When dealing with emperors, upping the ante was the most anyone could do. One never put Suckerus the Great all-in, because he would just grab two aces out of the deck & have you hauled away for a lovely flaying if you did. A slave/commodity/gamepiece could have gotten a chance to play an emperor for all the chips about as often as i (60yo, 300+ lbs, broke) could get Alba to bite the pillow. Youre right - it wasnt a history picture, but it was a picture where you cant get the history that wrong.
I think the criteria of "could it possibly happen" or "it didn't happen that way" are unfair ones for fictional movies set in an historical context.Is "The Untouchables" no good because it wasn't really Elliot Ness that brought down Capone?
The events that "Battleship Potempkin" are based on are significantly different than what is portrayed.
This all reminds me of when the ur-pokerwriter Mike Caro used five pages of one of the early issues of Card Player Magazine to delineate how the famous hand of 5-card stud in "Cincinnati Kid" between McQueen & Edw G Robinson could not have happened. Ruined one of my favorite movies for me.Believe me, poetic license is something i understand completely. I'm not one of these continuity wonks who cant suspend belief.
Elliot Ness is OK cuz Elliot Ness exemplified the effort against the Mob. Were Capone brought down by a 12yo girl whose daddy Scarface killed, it damn well better be a comedy.
Gladiator is, in many ways, wonderful to behold. The set-up was magnificent - i especially appreciated noticing that Scott took great opportunity in enjoying how Joaquin Phoenix's cluelessness as to what he was playing made his performance soooo much juicier - and i was really looking fwd to Maximus walk the razor's edge getting the Emperor to play the game his way until it was too late. And, boom, he shows up Commodus in a way that his closest advisor couldnt do & keep his head, never mind a pawn in an entertainment. From there it was as if Peter Griffin made up the rest of the story as an excuse for why he wrecked the car.
Much to my chagrin, Crowe/Scott did this again with Robin Hood. As a virtual agoraphobe, i only ever go to the theater to see a movie if my cousin made it or my dad is in town. I was thrilled that a movie like Robin Hood had just come out on one parental visit, cuz pop's tastes are pretty old-fashioned. The film was also set magnificently - so much so that dad & i gave a nod to each other in the manner of "this is gonna be a ripsnorter".

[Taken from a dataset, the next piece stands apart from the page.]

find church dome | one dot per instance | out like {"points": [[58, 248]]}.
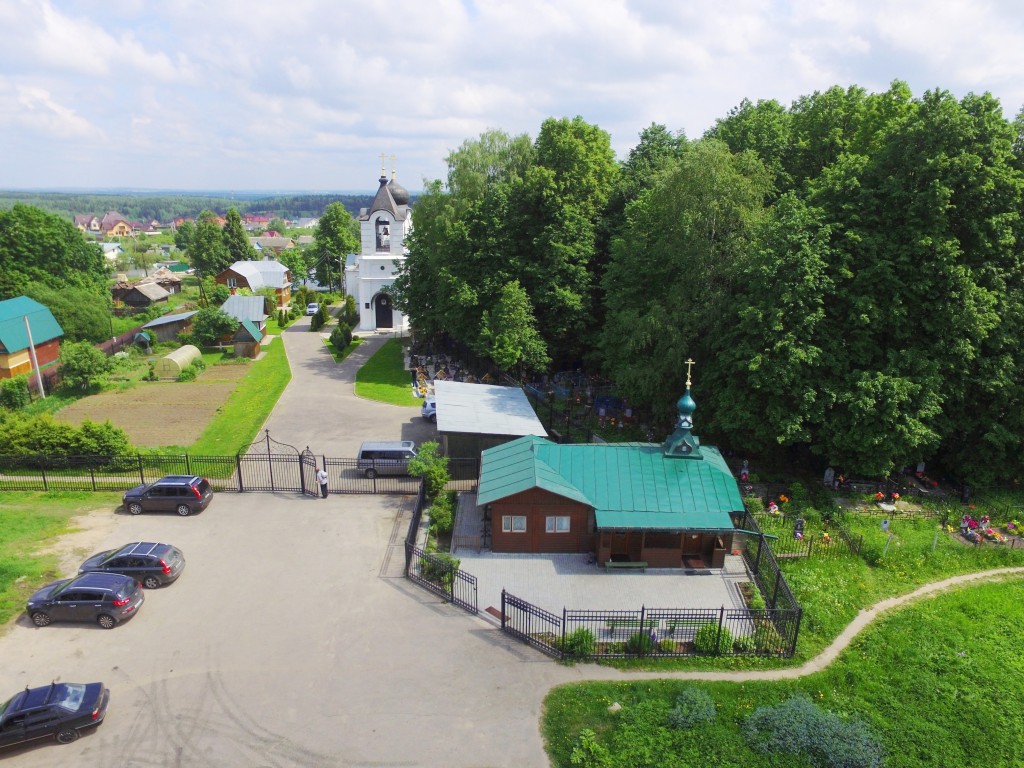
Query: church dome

Then Crowe Syndrome set in. The entire charm of the Robin Hood story was in its lack of scale, that a merry band could call a forest their own and defy the sheriff who sought to prosecute & persecute with mischief of many kinds. That aint good enough for Russ. He wasnt even satisfied with escalating it to a battle for the soul of Merry Ol'. It had to be
FOR THE WORLD :explosion:. Maid Marian storming onto the beach leading a battalion that saved the day was far more hilarious than anything Mel Brooks offered in his treatment of the subject. I guess we are to be grateful that Alan o' Dale wasnt actually a ninja & Friar Tuck a Jedi Master. Crikey!
Heroes are the soul of cinema - we want to know them, feel them in ourselves & wonder if we have any of their stuff inside us. When one richards with circumstance to better serve the film idol and puff his conquests, the real heroes who made them possible are diminished.